The most significant aspect the models have in common is that they work better for medium particle sizes (about 10–300 nm), while the performance for smaller and larger sizes is not as good. One possible reason is the inherent data quality of the training set. For sub-10 nm particles, the primary reason is that the N_tot is measured with a CPC that detects particles only larger than about 10 nm and does not reflect variations in sub-10 nm particle concentrations. The concentration of large-size particles in the atmosphere is relatively low, leading to a larger relative uncertainty in the measurements. Small particles, mainly introduced to the atmosphere through the new particle formation process, depend strongly on gas-phase precursors such as sulfuric acid, ammonia, and other low volatile compounds, which are not included as inputs in the models. On the other hand, large particles are often affected by seasonal and local events, such as pollen and dust, which are sporadic and not explicitly included in the model input. The importance of N_tot as an input for accurate estimation of small particles is evident in Fig. 2, 4, and 5. The model trained with N_tot can provide more detailed information than that without N_tot (Fig. 5). Therefore, if cost-effective CPCs that can be added to routine observations are developed, it will greatly promote research on the generation and evolution of atmospheric particles.

In terms of the accuracy of the estimated results, the model including N_tot as an input can predict the new particle formation event, but it is not sufficient for more detailed quantitative analysis, such as calculating the new particle formation rate and growth rate.

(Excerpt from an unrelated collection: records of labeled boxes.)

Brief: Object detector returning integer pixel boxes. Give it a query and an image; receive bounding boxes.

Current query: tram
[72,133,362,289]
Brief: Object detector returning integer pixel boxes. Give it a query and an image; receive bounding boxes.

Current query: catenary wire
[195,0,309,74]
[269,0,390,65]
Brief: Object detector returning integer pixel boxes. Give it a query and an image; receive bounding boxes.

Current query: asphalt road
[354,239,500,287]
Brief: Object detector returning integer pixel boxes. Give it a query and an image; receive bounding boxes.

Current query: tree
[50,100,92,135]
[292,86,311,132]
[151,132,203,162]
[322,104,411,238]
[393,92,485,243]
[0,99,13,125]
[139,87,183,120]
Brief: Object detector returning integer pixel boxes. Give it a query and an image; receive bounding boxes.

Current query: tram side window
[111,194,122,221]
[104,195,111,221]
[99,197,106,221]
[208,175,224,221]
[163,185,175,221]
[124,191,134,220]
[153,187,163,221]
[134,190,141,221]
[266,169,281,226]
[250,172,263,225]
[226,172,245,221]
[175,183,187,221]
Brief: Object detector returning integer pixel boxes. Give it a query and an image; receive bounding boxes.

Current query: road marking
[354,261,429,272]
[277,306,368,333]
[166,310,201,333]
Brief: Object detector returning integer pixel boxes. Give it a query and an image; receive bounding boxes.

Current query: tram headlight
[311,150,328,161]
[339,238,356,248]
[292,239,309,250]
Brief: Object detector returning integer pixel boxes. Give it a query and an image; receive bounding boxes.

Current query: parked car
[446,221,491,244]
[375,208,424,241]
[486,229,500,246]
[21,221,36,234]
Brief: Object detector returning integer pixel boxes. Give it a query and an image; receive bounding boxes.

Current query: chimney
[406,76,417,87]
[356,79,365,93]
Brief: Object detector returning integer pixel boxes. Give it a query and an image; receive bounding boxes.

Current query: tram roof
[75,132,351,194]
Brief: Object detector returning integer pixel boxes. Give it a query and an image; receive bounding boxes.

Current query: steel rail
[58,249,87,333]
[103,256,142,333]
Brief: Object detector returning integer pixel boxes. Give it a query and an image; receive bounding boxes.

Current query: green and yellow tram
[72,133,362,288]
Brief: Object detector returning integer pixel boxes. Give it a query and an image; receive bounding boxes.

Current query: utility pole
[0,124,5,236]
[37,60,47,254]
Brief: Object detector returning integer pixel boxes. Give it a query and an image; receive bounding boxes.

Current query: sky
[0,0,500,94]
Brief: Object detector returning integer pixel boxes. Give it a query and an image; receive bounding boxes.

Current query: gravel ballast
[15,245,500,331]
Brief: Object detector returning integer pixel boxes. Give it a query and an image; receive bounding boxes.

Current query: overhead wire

The reason that models cannot predict particles smaller than 100 nm in Qvidja (Fig. 2) may be related to the marine agricultural environment, which has a fast nucleation and growth rate locally, and these particle formation mechanisms are not present at the other stations. Fig. 3a shows that the correlation of the derived number concentrations of the test and estimation is weak because particles smaller than 100 nm contribute significantly to the total particle number concentrations.

The model's performance was found to be most accurate within the 10–500 nm particle size range, which can be attributed to the availability of more extensive and reliable data for these particle sizes. The limitations of the instruments used to measure particle size distribution, particularly for particles smaller than 10 nm and larger than 500 nm, likely contributed to the reduced accuracy in these ranges. To improve the model's ability to predict the full spectrum of particle sizes, future research should focus on incorporating data from instruments with wider detection ranges and enhanced sensitivity, particularly for the smallest and largest particle sizes.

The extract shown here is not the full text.